Am 07.04.24 um 06:52 schrieb Lang Yu:
When VM is in evicting state, amdgpu_vm_update_range would return -EBUSY.
Then restore_process_worker runs into a dead loop.
Fixes: 2fdba514ad5a ("drm/amdgpu: Auto-validate DMABuf imports in compute VMs")
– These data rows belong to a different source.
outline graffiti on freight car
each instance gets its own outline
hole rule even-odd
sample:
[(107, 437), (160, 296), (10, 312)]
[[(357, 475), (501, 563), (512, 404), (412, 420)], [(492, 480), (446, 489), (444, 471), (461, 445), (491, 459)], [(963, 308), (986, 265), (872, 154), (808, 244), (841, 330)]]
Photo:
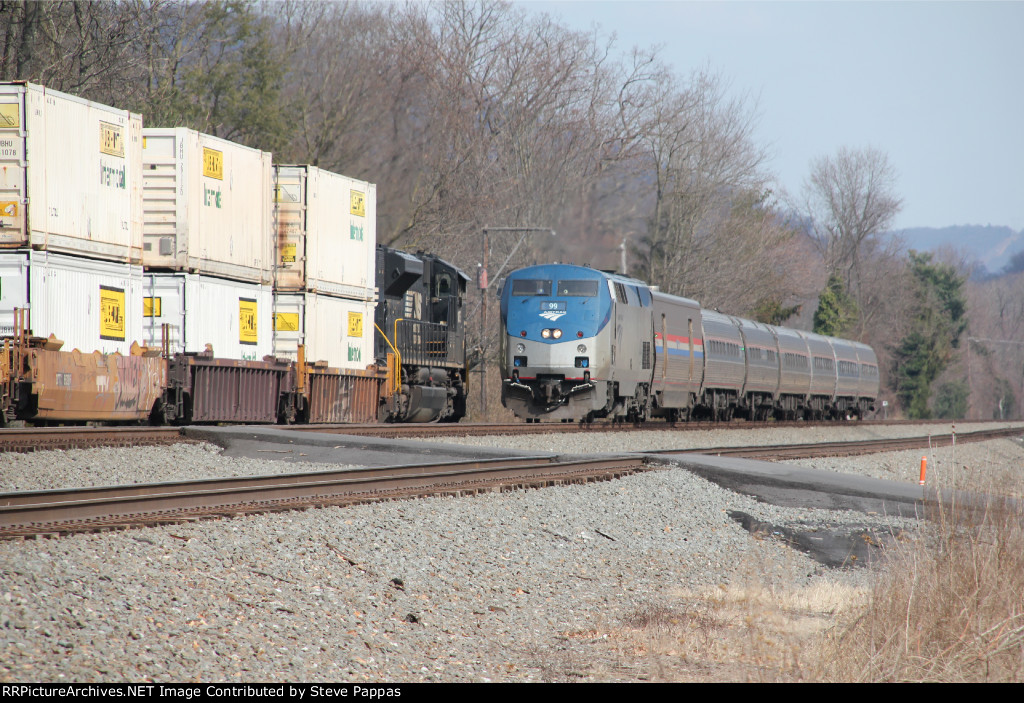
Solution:
[(125, 291), (99, 287), (99, 339), (125, 341)]
[(349, 191), (350, 208), (349, 212), (359, 217), (367, 216), (367, 194), (358, 190)]
[(255, 345), (259, 341), (256, 325), (256, 300), (239, 298), (239, 342)]
[(128, 189), (128, 174), (122, 164), (121, 166), (108, 166), (99, 162), (99, 182), (112, 188)]
[(348, 313), (348, 336), (349, 337), (362, 337), (362, 313), (361, 312), (350, 312), (350, 313)]
[[(139, 356), (108, 357), (109, 367), (120, 383), (114, 400), (115, 411), (142, 414), (153, 407), (164, 387), (164, 366), (159, 359)], [(112, 361), (110, 359), (113, 359)]]
[(17, 129), (22, 126), (22, 116), (16, 102), (0, 104), (0, 129)]
[(99, 123), (99, 150), (112, 157), (125, 158), (124, 135), (119, 126), (109, 122)]
[(279, 312), (273, 316), (273, 328), (275, 332), (298, 332), (299, 313)]
[(220, 188), (208, 188), (203, 186), (203, 205), (210, 208), (220, 209)]

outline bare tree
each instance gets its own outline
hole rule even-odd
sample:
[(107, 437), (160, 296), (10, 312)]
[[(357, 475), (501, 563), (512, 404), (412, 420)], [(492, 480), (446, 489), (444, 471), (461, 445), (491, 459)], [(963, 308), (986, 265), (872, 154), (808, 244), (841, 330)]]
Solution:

Mhm, while it would be good to have this case handled as error it should
never occur in practice since we should have validated the VM before
validating the DMA-bufs.
@Felix isn't that something we have taken care of?
Regards,
Christian.
Signed-off-by: Lang Yu <Lang.Yu@xxxxxxx>
---
drivers/gpu/drm/amd/amdgpu/amdgpu_amdkfd_gpuvm.c | 6 ++++++
1 file changed, 6 insertions(+)
diff --git a/drivers/gpu/drm/amd/amdgpu/amdgpu_amdkfd_gpuvm.c b/drivers/gpu/drm/amd/amdgpu/amdgpu_amdkfd_gpuvm.c
index 0ae9fd844623..8c71fe07807a 100644
--- a/drivers/gpu/drm/amd/amdgpu/amdgpu_amdkfd_gpuvm.c
+++ b/drivers/gpu/drm/amd/amdgpu/amdgpu_amdkfd_gpuvm.c
@@ -2900,6 +2900,12 @@ int amdgpu_amdkfd_gpuvm_restore_process_bos(void *info, struct dma_fence __rcu *
amdgpu_sync_create(&sync_obj);
+ ret = process_validate_vms(process_info, NULL);
+ if (ret) {
+ pr_debug("Validating VMs failed, ret: %d\n", ret);
+ goto validate_map_fail;
+ }
+
/* Validate BOs and map them to GPUVM (update VM page tables). */
list_for_each_entry(mem, &process_info->kfd_bo_list,
validate_list) {